My thought was that because of all the bread, if I heated olive oil in a cast iron skillet and added the mixture–all the moisture squeezed out–it would fry up into a cake, sort of like a savory French Toast that I could finish in the oven. So out came the cast iron skillet, I brushed on olive oil, heated it on high, and then added the drained mixture:
Confession: this didn’t go immediately as planned. There was so much liquid in there because of the tomatoes, there wasn’t really a sizzle, there was more of a burble. But I kept at at. Eventually, after 10 minutes or so, the liquid cooked away and then I started to hear some sizzling. At that point, I stuck the pan into a 425 oven and waited until the top was kind of dry and browning a bit.

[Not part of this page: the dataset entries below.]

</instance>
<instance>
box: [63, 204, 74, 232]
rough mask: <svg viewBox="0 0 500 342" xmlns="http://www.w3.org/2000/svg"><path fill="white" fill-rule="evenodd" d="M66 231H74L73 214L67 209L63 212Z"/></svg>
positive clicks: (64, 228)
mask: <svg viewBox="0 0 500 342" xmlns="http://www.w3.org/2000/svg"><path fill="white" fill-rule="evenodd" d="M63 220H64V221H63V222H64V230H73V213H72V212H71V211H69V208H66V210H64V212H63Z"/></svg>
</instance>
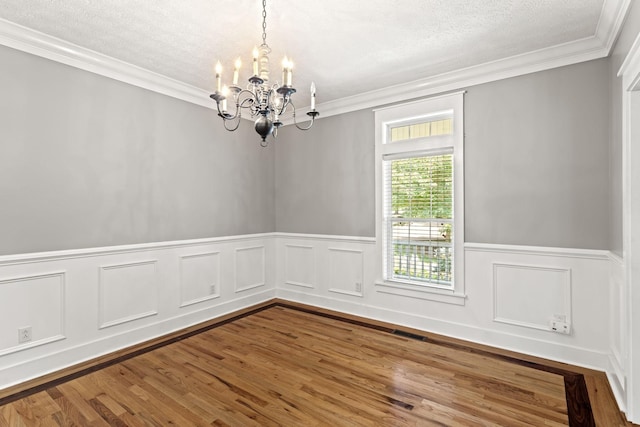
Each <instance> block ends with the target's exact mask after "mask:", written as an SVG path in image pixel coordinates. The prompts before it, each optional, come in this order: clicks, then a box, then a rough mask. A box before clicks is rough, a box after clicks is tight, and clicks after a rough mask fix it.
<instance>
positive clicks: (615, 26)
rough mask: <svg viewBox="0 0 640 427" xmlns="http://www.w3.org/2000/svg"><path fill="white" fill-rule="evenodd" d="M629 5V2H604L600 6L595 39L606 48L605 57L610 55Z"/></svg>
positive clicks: (626, 14)
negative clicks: (598, 16) (595, 38)
mask: <svg viewBox="0 0 640 427" xmlns="http://www.w3.org/2000/svg"><path fill="white" fill-rule="evenodd" d="M630 4H631V0H604V3H603V4H602V12H601V13H600V19H599V20H598V26H597V28H596V34H595V37H596V38H597V39H598V40H600V41H601V42H602V44H603V46H604V47H606V49H607V52H608V53H607V55H608V54H609V53H611V49H613V45H614V44H615V42H616V40H617V39H618V34H619V33H620V29H621V28H622V25H623V24H624V20H625V18H626V16H627V11H628V10H629V6H630Z"/></svg>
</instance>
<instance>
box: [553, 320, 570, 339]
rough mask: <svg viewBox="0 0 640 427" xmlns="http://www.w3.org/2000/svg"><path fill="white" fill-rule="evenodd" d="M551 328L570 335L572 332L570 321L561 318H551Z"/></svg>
mask: <svg viewBox="0 0 640 427" xmlns="http://www.w3.org/2000/svg"><path fill="white" fill-rule="evenodd" d="M550 326H551V330H552V331H553V332H557V333H559V334H565V335H569V334H570V333H571V325H570V324H569V323H568V322H561V321H559V320H555V319H552V320H551V325H550Z"/></svg>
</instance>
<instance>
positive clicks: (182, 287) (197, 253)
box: [178, 251, 221, 308]
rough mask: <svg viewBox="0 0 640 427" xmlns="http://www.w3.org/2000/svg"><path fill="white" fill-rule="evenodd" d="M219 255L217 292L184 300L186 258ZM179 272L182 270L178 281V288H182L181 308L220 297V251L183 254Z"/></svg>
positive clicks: (199, 252)
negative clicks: (190, 298)
mask: <svg viewBox="0 0 640 427" xmlns="http://www.w3.org/2000/svg"><path fill="white" fill-rule="evenodd" d="M214 255H217V257H216V270H217V272H218V274H217V277H216V289H215V292H214V293H212V294H209V295H206V296H203V297H200V298H196V299H193V300H189V301H184V299H183V298H182V290H183V285H184V282H183V273H184V262H183V261H184V260H185V259H190V258H204V257H208V256H214ZM179 260H180V261H179V272H180V278H179V282H178V288H179V289H180V308H184V307H188V306H190V305H193V304H198V303H200V302H204V301H209V300H212V299H216V298H220V274H221V272H220V270H221V268H220V251H208V252H199V253H194V254H187V255H181V256H179Z"/></svg>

The real test was flipping it out of the pan. I used an offset spatula to make sure it would detach and then I carefully flipped on to my big green rubber cutting board:
I think that looks pretty nifty!
The finally step was to top everything with a fried egg. And there it was: a resourceful breakfast made from something most people would throw away.
So this weekend, even if you don’t do it with panzanella, challenge yourself to turn some unexpected, seemingly unusable leftovers into breakfast. You’ll pat yourself on the back and then rub your tummy in delight.